O curso de filosofia aristotélica se iniciava pelo Isagogê de Porfírio (que é uma espécie de introdução às Categorias de Aristóteles) e em seguida as obras do próprio Aristóteles iniciando pelo Organon (as Categorias, seguida de Da Interpretação, Analíticos Anteriores, Analíticos Posteriores, Tópicos). Na sequência, “as obras éticas (Ética a Nicômaco e Ética a Eudemo); as obras físicas (incluindo o De Anima), e a Metafísica” (Lima, 2018, p. 210).
O curso de filosofia platônica se dividia em três ciclos: no primeiro ciclo eram estudadas as obras Alcibíades I, Górgias, Fédon, Crátilo, Teeteto, Sofista, Político, Fedro, Banquete e Filebo; no segundo ciclo as obras Timeu e Parmênides; e finalmente no terceiro ciclo as obras a República e as Leis de Platão, junto à Política de Aristóteles.
No nível filosófico a educação deve ser aquela que se dá através do cultivo do logos epistêmonikos (da razão científica) em oposição à doxa (a mera opinião). A ideia aqui é que o conhecimento científico atue como uma ação purificadora (daí a virtude purificatória), à medida em que oferece a alma noções claras sobre o justo, o belo, a verdade.
A qualidade purificatória deste nível se deve, portanto, à sua capacidade de voltar a alma racional a si mesma, separando-a da objetividade do mundo e da sua corporeidade, o que a conduz à apatheia ou o estado de ser livre das afecções, que é o ideal das virtudes purificatórias que pertencem a este nível, que são virtudes que pertencem à razão (Lima, 2018, p. 224).
O homem que alcança a virtude purificadora da apatheia não é dominado por nada que lhe é inferior, nem pelas afecções (aquilo que pode afetar a alma) e se torna verdadeiramente livre.
O último estágio é o supra-filosófico, também chamado de Sabedoria. Neste nível temos as virtudes: paradigmática, hierática/entusiástica. As virtudes deste nível, bem como a própria paideia, são preparações para o acesso à verdadeira Sabedoria, mas um detalhe que precisa ser levado em consideração é que, como para Proclo, a Sabedoria definitiva só pode ser alcançada após a morte, as virtudes deste nível são apenas horizontes acessíveis em alguns momentos da vida, mas não são perfeitamente alcançadas.

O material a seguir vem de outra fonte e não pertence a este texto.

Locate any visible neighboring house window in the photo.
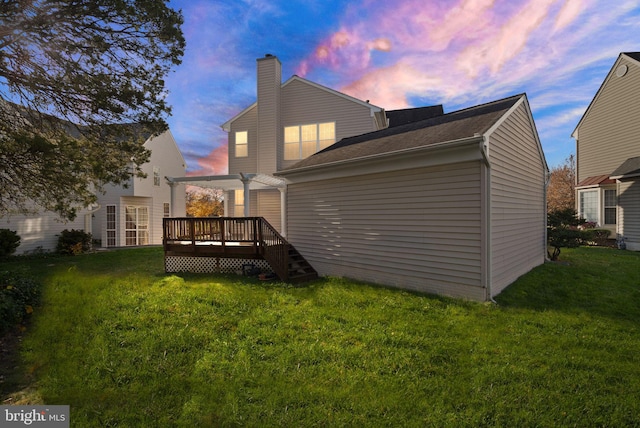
[153,166,160,186]
[106,205,117,247]
[234,190,244,217]
[604,189,618,224]
[125,206,149,245]
[580,190,598,223]
[284,122,336,160]
[236,131,249,158]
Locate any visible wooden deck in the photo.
[163,217,317,282]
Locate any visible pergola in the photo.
[165,172,287,236]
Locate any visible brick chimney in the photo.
[257,54,283,174]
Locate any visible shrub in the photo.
[0,272,41,334]
[0,229,20,257]
[547,208,593,260]
[56,229,91,256]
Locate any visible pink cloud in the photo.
[187,142,229,177]
[298,0,589,109]
[554,0,586,30]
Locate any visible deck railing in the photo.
[163,217,289,280]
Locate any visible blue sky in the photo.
[167,0,640,175]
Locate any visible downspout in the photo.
[236,172,251,217]
[479,139,498,304]
[543,170,552,262]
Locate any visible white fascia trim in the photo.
[274,136,483,182]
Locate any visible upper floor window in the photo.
[153,166,160,186]
[580,190,598,223]
[236,131,249,158]
[284,122,336,160]
[604,189,618,224]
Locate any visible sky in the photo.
[166,0,640,175]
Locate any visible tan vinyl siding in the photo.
[257,190,282,232]
[279,80,376,169]
[255,57,282,174]
[577,58,640,181]
[489,104,546,295]
[613,180,640,247]
[229,107,258,174]
[288,162,485,300]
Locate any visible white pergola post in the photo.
[278,187,287,238]
[222,190,229,217]
[240,173,251,217]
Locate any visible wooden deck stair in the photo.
[287,245,318,283]
[163,217,318,283]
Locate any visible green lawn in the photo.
[0,248,640,427]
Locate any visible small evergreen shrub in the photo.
[0,229,20,257]
[56,229,91,256]
[0,272,41,334]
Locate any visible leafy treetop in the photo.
[0,0,185,219]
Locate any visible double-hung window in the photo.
[580,190,598,223]
[604,189,618,224]
[284,122,336,160]
[235,131,249,158]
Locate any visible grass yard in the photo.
[0,248,640,427]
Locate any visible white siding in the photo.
[489,104,546,295]
[0,210,91,254]
[288,162,485,300]
[93,131,186,247]
[577,57,640,182]
[614,180,640,251]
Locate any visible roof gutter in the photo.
[478,139,497,303]
[273,135,484,177]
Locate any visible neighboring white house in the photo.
[571,52,640,251]
[0,131,186,254]
[92,131,186,247]
[174,55,548,300]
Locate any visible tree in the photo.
[187,189,224,217]
[0,0,185,219]
[547,155,576,212]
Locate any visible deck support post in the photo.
[222,190,229,217]
[236,173,251,217]
[278,187,287,238]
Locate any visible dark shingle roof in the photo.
[623,52,640,61]
[387,104,444,128]
[283,94,523,172]
[611,156,640,177]
[576,174,616,187]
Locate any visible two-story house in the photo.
[171,55,548,300]
[91,130,186,247]
[572,52,640,250]
[0,131,186,254]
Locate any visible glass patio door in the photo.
[125,206,149,245]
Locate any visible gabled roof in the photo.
[279,94,524,175]
[220,74,387,132]
[611,156,640,179]
[576,174,616,187]
[387,104,444,128]
[571,52,640,138]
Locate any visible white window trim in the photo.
[233,131,249,158]
[576,185,619,229]
[282,121,336,161]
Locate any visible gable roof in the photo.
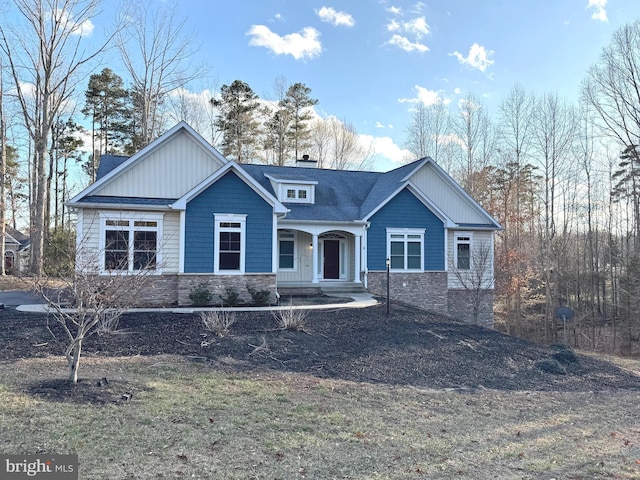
[68,122,229,206]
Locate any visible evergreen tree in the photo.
[212,80,260,163]
[280,83,318,160]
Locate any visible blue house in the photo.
[69,122,501,325]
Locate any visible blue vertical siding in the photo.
[184,172,273,273]
[367,189,445,271]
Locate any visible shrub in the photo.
[271,307,307,331]
[247,285,271,307]
[535,359,567,375]
[200,310,236,337]
[189,283,213,307]
[220,287,240,307]
[551,348,578,365]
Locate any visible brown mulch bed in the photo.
[0,305,640,400]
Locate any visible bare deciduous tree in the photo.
[0,0,109,274]
[405,99,451,170]
[450,242,495,324]
[35,248,153,383]
[311,117,374,170]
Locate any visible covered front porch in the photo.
[277,224,365,293]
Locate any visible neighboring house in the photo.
[69,122,501,325]
[4,226,30,274]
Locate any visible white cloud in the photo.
[587,0,609,22]
[55,10,95,37]
[389,34,429,52]
[387,9,431,52]
[449,43,494,72]
[358,134,411,163]
[387,20,400,32]
[398,85,451,107]
[316,7,356,27]
[246,25,322,60]
[403,17,430,38]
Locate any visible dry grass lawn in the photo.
[0,355,640,480]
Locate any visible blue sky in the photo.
[162,0,640,169]
[8,0,640,170]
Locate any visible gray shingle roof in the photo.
[241,164,415,222]
[82,195,178,207]
[96,155,129,180]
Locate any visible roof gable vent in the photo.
[296,155,318,168]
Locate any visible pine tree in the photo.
[280,83,318,160]
[82,68,131,180]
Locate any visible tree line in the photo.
[0,0,372,275]
[405,21,640,353]
[0,0,640,352]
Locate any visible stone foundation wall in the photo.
[448,290,493,328]
[367,272,449,315]
[177,273,276,306]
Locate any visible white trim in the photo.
[426,157,503,230]
[178,210,187,273]
[453,231,473,272]
[67,121,229,206]
[213,213,247,275]
[386,227,426,273]
[172,161,289,214]
[275,228,298,272]
[98,211,164,275]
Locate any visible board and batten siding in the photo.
[447,230,493,289]
[278,230,314,282]
[184,172,274,273]
[93,132,222,198]
[411,164,487,224]
[367,189,444,271]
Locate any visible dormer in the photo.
[265,175,318,205]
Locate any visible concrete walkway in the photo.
[12,292,378,315]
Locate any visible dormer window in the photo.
[265,175,318,204]
[280,185,313,203]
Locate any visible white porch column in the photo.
[311,233,318,283]
[353,235,362,283]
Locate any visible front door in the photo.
[323,240,340,280]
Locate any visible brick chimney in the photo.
[296,155,318,168]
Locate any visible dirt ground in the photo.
[0,305,640,402]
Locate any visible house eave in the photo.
[278,219,369,226]
[65,202,173,212]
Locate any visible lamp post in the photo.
[386,258,391,315]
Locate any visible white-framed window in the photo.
[100,212,162,273]
[387,228,425,272]
[278,230,297,271]
[213,213,247,273]
[453,232,473,270]
[282,184,313,203]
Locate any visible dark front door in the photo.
[324,240,340,280]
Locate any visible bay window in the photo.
[100,213,162,273]
[214,213,247,273]
[387,228,425,271]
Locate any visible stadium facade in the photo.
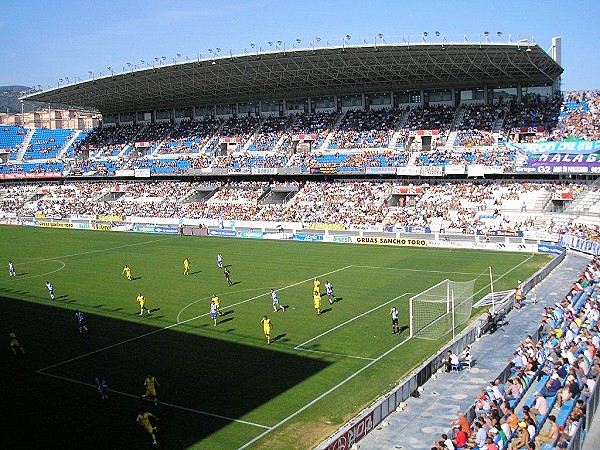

Na virtude paradigmática, a alma não apenas contempla o Intelecto, mas participa no Intelecto (entendido como paradigma de todas as coisas). “Ou, ainda mais precisamente, quando a alma se despe do seu ser-alma, e se estabelece num modo de ser intelectivo que é suprapessoal, transcendente à natureza da própria alma” (Lima 2018, p. 242, grifo do autor). Trata-se aqui do Intelecto da qual a alma é uma irradiação ou iluminação, mas que ainda não é a segunda hipóstase de Plotino, a segunda substância da metafísica de Plotino (Uno, Intelecto, Alma). De acordo com Proclo, há uma distinção entre o Intelecto universal e o Intelecto particular. É do segundo que se trata aqui. É somente após passar pelo estágio de iluminação científica (no nível filosófico), que a atividade intelectiva se ilumina de fato na alma. A alma ascende para além da Cultura e da Filosofia, alcançando, em partes, a Sabedoria. “Estabelecer-se neste modo de ser é estabelecer-se na virtude paradigmática, tornar-se uno com o paradigma eterno de todas as virtudes” (Lima, 2018, p. 246). Entretanto, não chegamos ainda ao grau supremo da escala neoplatônica. É preciso alcançar ainda a virtude hierática/ entusiástica, que corresponde a ascensão e união da alma com o Uno. “Não por acaso, a virtude hierática/entusiástica é aquela na qual todas as outras virtudes existem de maneira unitária, de modo que é a fundação divina e a perfeição de todas as outras (c.f. BALTZLY, 2017, p. 264 apud Lima, 2018, p. 270)”.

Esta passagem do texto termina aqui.